Former “Lost” star Matthew Fox returns to TV for the first time in the 12 years in the new Peacock series “Last Light” — which might appeal to Fox fans but otherwise underwhelms.
Now streaming, the action-thriller (which Fox also produces) is a dystopian story set in a world where a disruption to the petroleum supply chain sparks a global crisis.
Fox, 56, stars as Andy Yeats, an American chemist who lives in London with his wife Elena (Joanne Froggatt, “Downton Abbey”), their 8- year-old son Sam (Taylor Fay) — who’s losing his vision — and college-aged climate activist daughter Laura (Alyth Ross), who’s scornful of her dad’s work (since it involves the fossil fuel industry).
When the family is about to go to Paris for Sam’s experimental eye surgery, Andy’s work calls him away him to deal with an oil-related emergency in Luzrah (a fictional place in the Middle East). This angers Elena — who thinks he’s prioritizing work over family — and Laura (because of her principles).
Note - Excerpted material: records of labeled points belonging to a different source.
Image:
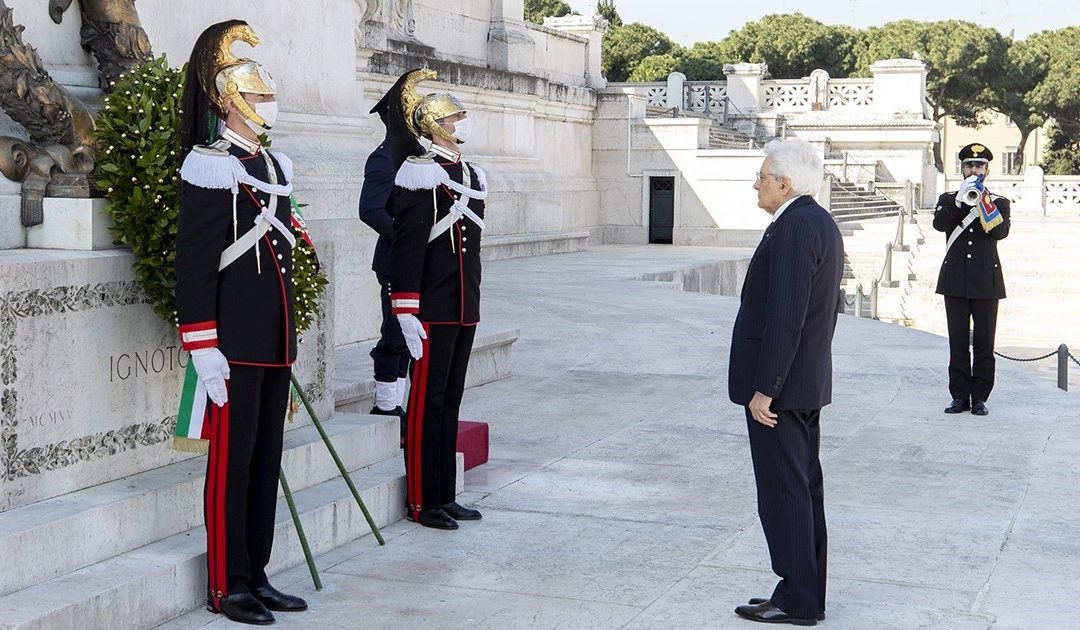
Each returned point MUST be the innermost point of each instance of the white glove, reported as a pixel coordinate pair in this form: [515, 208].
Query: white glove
[213, 371]
[966, 187]
[413, 331]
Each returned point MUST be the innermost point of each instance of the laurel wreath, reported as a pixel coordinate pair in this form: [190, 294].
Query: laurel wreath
[137, 135]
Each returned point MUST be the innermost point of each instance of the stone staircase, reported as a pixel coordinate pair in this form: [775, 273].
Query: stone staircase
[131, 552]
[852, 202]
[721, 137]
[865, 245]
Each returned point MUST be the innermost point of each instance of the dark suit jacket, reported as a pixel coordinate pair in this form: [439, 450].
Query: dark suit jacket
[971, 268]
[377, 204]
[782, 343]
As power grids shut down all over Europe and social unrest breaks out, the family scatters to the wind, with Andy in Luzrah, his wife and son in France and his daughter still in England. Andy is torn, trying to reunite with his family and get to Paris in time to support them for Sam’s surgery, while also dealing with increasingly chaotic events at work — including gunmen chasing him down.
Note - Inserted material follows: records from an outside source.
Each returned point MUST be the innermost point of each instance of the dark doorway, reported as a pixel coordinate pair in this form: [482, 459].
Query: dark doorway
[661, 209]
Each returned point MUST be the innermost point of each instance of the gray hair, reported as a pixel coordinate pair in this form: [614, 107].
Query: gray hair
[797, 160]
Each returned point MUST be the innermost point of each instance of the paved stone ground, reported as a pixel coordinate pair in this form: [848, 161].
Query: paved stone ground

Matters become even more complicated when Andy, who has reason to believe that the world’s oil supply could be contaminated for sinister man-made reasons, also has British Intelligence on his tail.
“Last Light” is based on a novel by Alex Scarrow and adapted by Patrick Massett (“Friday Night Lights”) and John Zinman (“The Blacklist”). It’s clearly got a lot of grand ideas, but they’re presented in a paint-by-numbers fashion. If you’ve seen any disaster movie including “The Day after Tomorrow” or “San Andreas,” there’s nothing that makes “Last Light” stand out from the well-trodden genre.
Not only is this Fox’s first series since 2010, but it’s also his first project in seven years, since the 2015 movie “Bone Tomahawk.” Brendan Fraser, another actor who’s currently on the comeback trail, picked an edgy and controversial vehicle with his starring role in “The Whale.” Fox does the opposite in this aggressively generic series. Characters don’t really get to be more colorful than basic archetypes: the worried frazzled mom who’s at the end of her rope, the reluctant hero and weary family man, the outspoken daughter.
At a tight five episodes, “Last Light” isn’t too tedious, at least, and the plot moves quickly. And it could scratch the itch if you’re in the mood for a thriller with an environmental bent (or just feel some “Lost” nostalgia and want to watch Matthew Fox look worried).
But other than that, “Last Light” is forgettable. It’s not offensively bad, but it also doesn’t have enough distinctive characters or memorable story turns to feel like a must-watch.